Our evaluation protocol is designed to mirror the evaluation protocol of the original paper as closely as possible, in order to offer a fair comparison of the quality of our example implementation. Specifically, the details of our evaluation (also can be found in the code) are the following:

  • Evaluation Frequency: The agent is evaluated after every 1 million frames (250K timesteps). This results in a total of 200 "intermediate" evaluations.
  • Evaluation Phase: The agent is evaluated for 500K frames (125K timesteps) in each intermediate evaluation.
    • Output: The output of an intermediate evaluation phase is a score representing the mean score of all completed evaluation episodes within the 125K timesteps. If there is any unfinished episode by the time the 125K timestep evaluation phase is finished, that episode is discarded.

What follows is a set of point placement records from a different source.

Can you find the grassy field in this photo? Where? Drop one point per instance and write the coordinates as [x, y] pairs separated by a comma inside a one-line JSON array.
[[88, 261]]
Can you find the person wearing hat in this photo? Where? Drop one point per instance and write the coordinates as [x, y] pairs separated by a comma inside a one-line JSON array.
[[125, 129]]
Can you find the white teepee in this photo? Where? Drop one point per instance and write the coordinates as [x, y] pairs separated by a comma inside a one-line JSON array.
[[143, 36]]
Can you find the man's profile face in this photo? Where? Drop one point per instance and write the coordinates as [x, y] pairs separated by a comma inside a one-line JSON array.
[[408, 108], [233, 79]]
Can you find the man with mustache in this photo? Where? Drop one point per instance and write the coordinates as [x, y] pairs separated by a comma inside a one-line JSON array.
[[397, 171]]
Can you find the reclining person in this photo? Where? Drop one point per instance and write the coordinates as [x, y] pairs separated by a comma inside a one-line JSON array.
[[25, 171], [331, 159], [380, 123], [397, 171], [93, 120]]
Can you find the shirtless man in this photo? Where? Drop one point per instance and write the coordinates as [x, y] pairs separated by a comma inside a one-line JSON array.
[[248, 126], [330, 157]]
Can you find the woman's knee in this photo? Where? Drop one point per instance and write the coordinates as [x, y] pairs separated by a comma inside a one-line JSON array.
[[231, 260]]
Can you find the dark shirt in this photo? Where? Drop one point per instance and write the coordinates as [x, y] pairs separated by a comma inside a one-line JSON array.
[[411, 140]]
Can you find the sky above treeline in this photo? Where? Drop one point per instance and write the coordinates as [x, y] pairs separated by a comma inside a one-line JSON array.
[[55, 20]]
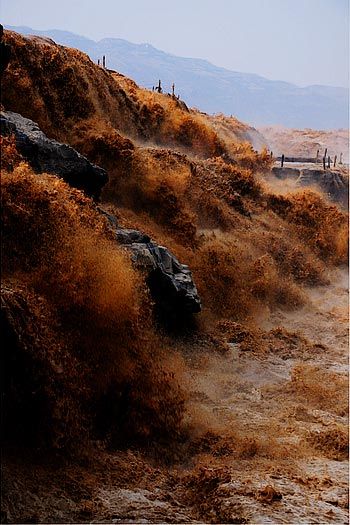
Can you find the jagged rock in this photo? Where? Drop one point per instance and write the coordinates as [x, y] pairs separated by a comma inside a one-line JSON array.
[[49, 156], [285, 173], [170, 282]]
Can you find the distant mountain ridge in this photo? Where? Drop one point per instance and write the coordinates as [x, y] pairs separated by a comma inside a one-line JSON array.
[[249, 97]]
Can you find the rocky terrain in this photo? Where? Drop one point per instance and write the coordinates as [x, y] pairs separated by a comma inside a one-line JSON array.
[[174, 327]]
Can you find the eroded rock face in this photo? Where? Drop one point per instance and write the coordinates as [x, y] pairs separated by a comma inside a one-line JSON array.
[[170, 282], [49, 156]]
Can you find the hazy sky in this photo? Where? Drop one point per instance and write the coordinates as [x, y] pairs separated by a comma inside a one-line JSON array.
[[300, 41]]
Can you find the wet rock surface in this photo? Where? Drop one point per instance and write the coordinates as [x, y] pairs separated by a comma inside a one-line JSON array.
[[49, 156], [170, 282]]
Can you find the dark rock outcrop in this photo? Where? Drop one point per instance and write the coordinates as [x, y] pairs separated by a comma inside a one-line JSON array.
[[285, 173], [331, 182], [170, 282], [49, 156]]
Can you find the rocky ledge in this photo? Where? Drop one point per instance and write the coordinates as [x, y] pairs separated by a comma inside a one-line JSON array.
[[49, 156], [170, 282]]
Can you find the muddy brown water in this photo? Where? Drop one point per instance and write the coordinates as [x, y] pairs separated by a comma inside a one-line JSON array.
[[279, 417]]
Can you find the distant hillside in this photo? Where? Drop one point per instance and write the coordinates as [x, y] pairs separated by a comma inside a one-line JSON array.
[[306, 142], [213, 89]]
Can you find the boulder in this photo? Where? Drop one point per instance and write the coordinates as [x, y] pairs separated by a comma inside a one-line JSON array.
[[170, 282], [49, 156]]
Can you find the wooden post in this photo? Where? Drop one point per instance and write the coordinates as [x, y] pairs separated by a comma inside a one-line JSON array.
[[159, 87]]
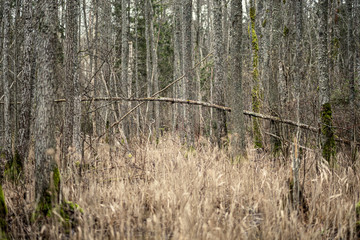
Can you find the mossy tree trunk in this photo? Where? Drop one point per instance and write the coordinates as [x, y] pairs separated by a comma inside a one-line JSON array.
[[237, 117], [47, 175], [256, 91], [219, 97], [274, 41], [6, 80], [327, 132], [188, 65], [26, 84], [3, 213], [297, 88], [178, 70]]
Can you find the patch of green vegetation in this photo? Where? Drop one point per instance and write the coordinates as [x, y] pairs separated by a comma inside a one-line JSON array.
[[49, 197], [3, 213], [264, 23], [286, 31], [56, 180], [68, 212], [328, 144], [14, 168]]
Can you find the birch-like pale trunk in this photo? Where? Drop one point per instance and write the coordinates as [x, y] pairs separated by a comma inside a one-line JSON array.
[[6, 81], [124, 60], [26, 83], [327, 131], [298, 78], [188, 62], [47, 177], [219, 97], [237, 118]]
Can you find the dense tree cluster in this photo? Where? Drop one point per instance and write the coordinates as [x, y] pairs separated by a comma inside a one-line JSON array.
[[293, 60]]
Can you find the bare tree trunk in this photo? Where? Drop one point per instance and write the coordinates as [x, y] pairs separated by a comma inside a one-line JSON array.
[[26, 84], [189, 78], [124, 60], [6, 81], [255, 92], [149, 107], [137, 87], [155, 73], [47, 176], [237, 118], [297, 88], [351, 72], [178, 71], [275, 33], [327, 132], [73, 24], [219, 98], [71, 77]]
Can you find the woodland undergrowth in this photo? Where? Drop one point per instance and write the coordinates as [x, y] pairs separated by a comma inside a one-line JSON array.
[[164, 190]]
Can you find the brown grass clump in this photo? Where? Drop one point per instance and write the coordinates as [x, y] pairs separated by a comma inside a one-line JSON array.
[[167, 191]]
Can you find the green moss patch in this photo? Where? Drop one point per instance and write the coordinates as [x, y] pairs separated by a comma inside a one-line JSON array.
[[14, 168], [3, 213], [328, 143], [70, 213]]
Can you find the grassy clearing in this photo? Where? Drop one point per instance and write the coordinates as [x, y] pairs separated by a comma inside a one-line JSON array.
[[165, 191]]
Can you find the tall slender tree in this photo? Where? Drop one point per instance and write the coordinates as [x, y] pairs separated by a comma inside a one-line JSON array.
[[26, 83], [178, 65], [237, 118], [47, 176], [6, 80], [219, 98], [327, 131], [255, 93], [188, 62], [298, 78], [124, 58]]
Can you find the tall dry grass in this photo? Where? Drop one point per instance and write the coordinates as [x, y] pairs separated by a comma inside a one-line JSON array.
[[167, 191]]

  • Intermediate Evaluation Episode:
    • We did not cap the length of the intermediate evaluation episodes.
    • Each evaluation episode begins with a random number of no-ops (up to 30), where this number is chosen uniformly at random.

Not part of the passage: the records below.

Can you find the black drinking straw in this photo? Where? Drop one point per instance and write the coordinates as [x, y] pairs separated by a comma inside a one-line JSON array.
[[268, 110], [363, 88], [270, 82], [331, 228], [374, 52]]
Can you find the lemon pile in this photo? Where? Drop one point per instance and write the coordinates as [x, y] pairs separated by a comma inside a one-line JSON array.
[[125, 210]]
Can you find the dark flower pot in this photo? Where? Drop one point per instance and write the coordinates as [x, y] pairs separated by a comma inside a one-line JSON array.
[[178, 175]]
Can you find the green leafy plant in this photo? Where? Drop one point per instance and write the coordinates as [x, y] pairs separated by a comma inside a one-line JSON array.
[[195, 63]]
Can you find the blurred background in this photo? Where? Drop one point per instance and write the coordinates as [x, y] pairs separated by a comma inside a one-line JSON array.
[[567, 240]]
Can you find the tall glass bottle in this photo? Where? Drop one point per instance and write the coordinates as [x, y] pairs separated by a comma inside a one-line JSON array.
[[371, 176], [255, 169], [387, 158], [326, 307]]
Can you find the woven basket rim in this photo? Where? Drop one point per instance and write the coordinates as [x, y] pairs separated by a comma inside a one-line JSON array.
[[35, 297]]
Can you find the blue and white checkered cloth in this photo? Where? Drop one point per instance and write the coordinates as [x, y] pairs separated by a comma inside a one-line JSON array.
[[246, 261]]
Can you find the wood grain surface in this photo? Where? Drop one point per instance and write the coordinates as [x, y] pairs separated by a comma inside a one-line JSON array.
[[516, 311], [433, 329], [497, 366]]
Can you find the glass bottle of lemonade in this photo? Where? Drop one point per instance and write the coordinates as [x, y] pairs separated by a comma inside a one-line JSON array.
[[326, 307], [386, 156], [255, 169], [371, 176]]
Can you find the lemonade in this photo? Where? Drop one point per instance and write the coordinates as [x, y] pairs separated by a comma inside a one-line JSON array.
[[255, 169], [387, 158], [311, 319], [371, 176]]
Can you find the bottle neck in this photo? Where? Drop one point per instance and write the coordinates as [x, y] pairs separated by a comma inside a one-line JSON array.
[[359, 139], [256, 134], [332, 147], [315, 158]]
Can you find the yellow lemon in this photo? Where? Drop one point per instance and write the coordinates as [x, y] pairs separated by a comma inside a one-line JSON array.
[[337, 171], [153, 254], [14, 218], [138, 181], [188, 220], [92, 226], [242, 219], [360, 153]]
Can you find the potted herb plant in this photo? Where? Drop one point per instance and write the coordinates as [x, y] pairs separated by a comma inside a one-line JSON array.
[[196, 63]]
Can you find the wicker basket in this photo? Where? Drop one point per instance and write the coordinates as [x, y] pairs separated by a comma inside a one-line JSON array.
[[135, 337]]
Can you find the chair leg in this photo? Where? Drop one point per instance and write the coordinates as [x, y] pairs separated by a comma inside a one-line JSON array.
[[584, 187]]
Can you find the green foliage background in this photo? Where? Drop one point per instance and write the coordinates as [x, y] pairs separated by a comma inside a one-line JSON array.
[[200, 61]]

    • During evaluation episodes the agent uses an epsilon-greedy policy, with epsilon=0.05.
  • Reporting: For each run of our DQN example, we take the network weights of the best intermediate agent (i.e. the network weights that achieved the highest intermediate evaluation), and re-evaluate that agent for 30 episodes. In each of these 30 "final evaluation" episodes, the episode is terminated after 5 minutes of play (5 minutes = 300 seconds * 60 frames-per-second / 4 frames per action = 4500 timesteps). We then output the average of these 30 episodes as the achieved score for the DQN agent. The reported value in the table consists of the average of 5 "final evaluations", or 5 runs of this DQN example, each using a different random seed.

Training times

We ran this DQN example 5 times for each of 59 Atari domains, for a total of 295 runs. Over these 295 runs, on average our implementation took 4.23 days on a single GPU. Looking at the average training time for individual domains (over 5 runs for that domain), we find that YarsRevenge finishes the most quickly, taking only 3.23 days on average. The slowest domain was UpNDown, which took 4.67 days to complete on average.